La aldaba
Carlos Navarro Antolín
¡Anda, jaleo, jaleo!
TENGO muy claro en qué momento nació mi vocación por las letras. Fue en los años de la niñez, durante la Transición, ante una televisión en blanco y negro donde, todos los sábados, asomaba un hombre verborreico y de sonrisa mefistofélica que hacía entrevistas a escritores. Ese programa se llamaba (creo recordar) Biblioteca Nacional y el periodista era Fernando Sánchez Dragó. Lo curioso es que aquel párvulo, que ya estaba dando muestras de ser un pésimo estudiante, nunca había leído un libro ni tenía la menor intención de hacerlo. Su consumo cultural se componía principalmente de tebeos bélicos y algunas aventuras ilustradas de Julio Verne. Pero, sin embargo, se quedaba como el conejo ante la serpiente con aquel hombre y sus preguntas racimo. En especial, recuerdo una fascinante entrevista que le hizo a Ernesto Giménez Caballero, el gran surrealista español y showman de las vanguardias que llegó a proponer un matrimonio entre Hitler y Pilar Primo de Rivera para reeditar el imperio hispano-alemán del César Carlos. GC fue uno de los grandes locos de la cultura española que espantaba a todos con sus ocurrencias, pero también fue un genio que merece mucho más de lo que la posteridad le ha deparado. Tengo para mí que, salvando el tiempo y con todos los matices, Sánchez Dragó es el heredero natural de Giménez Caballero en nuestra época. Sus continuas boutades, su gusto por epatar a la muy ñoña (y moña) progresía, su desmesura polifrásica o sus proclamas de gurú orientalista lo han convertido en una especie de Caballo Loco de la batalla cultural, en un personaje que oculta tras una abigarrada gestualización la realidad de que es uno de los polemistas españoles más interesantes y valientes de los últimos tiempos.

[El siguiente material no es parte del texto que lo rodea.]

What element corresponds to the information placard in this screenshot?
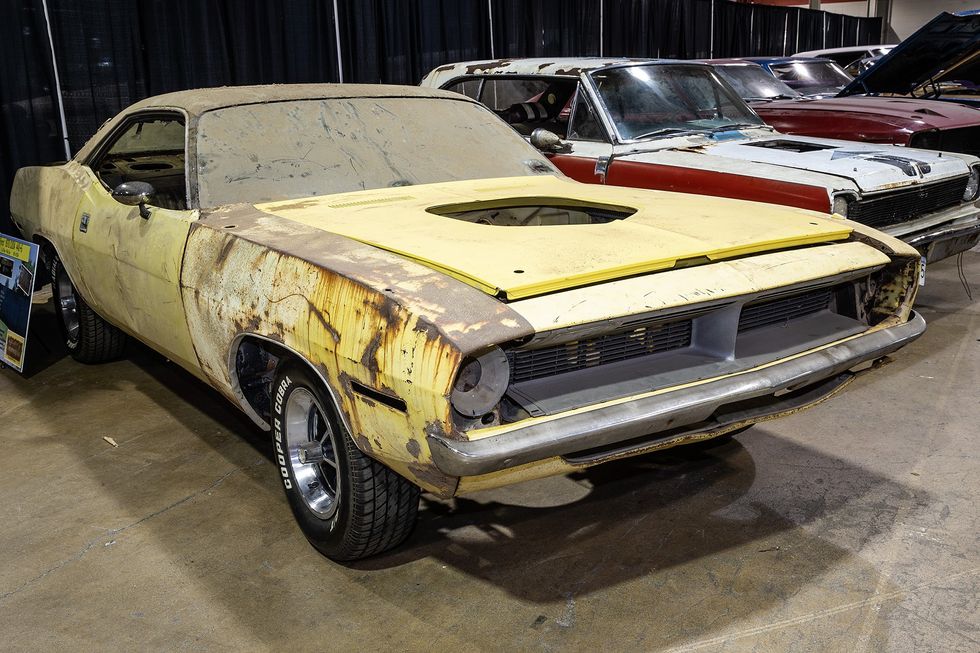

Como prueba principal de lo dicho destacaré la monumental Gargoris y Habidis, su polémica historia mágica de España que descubrió a los aborígenes de Hispania otra manera de mirar el alma de la patria. Y como sé que saldrá algún Padre Feijoo que pondrá de relieve sus errores y discutibles teorías, diré que este libro –auténtico fenómeno editorial en su momento– hay que leerlo como la Biblia. Es decir, no como un ensayo histórico, sino como una mezcla de narración mítica y camino de conversión y salvación ibérica.
No daré el cerrojazo al artículo sin destacar la enorme labor como periodista cultural de Fernando Sánchez Dragó. Lo suficientemente brillante como para encandilar a aquel zopenco preautonómico embrutecido por el Sargento Tigre. El escritor ha sido y es uno de los entrevistadores más libres, atrevidos, cultos, leídos, divertidos, salvajes y desprejuiciados de la televisión española. Sirvan estas líneas como telegrama de felicitación demorado por el merecidísimo Premio Castilla y León de las Letras.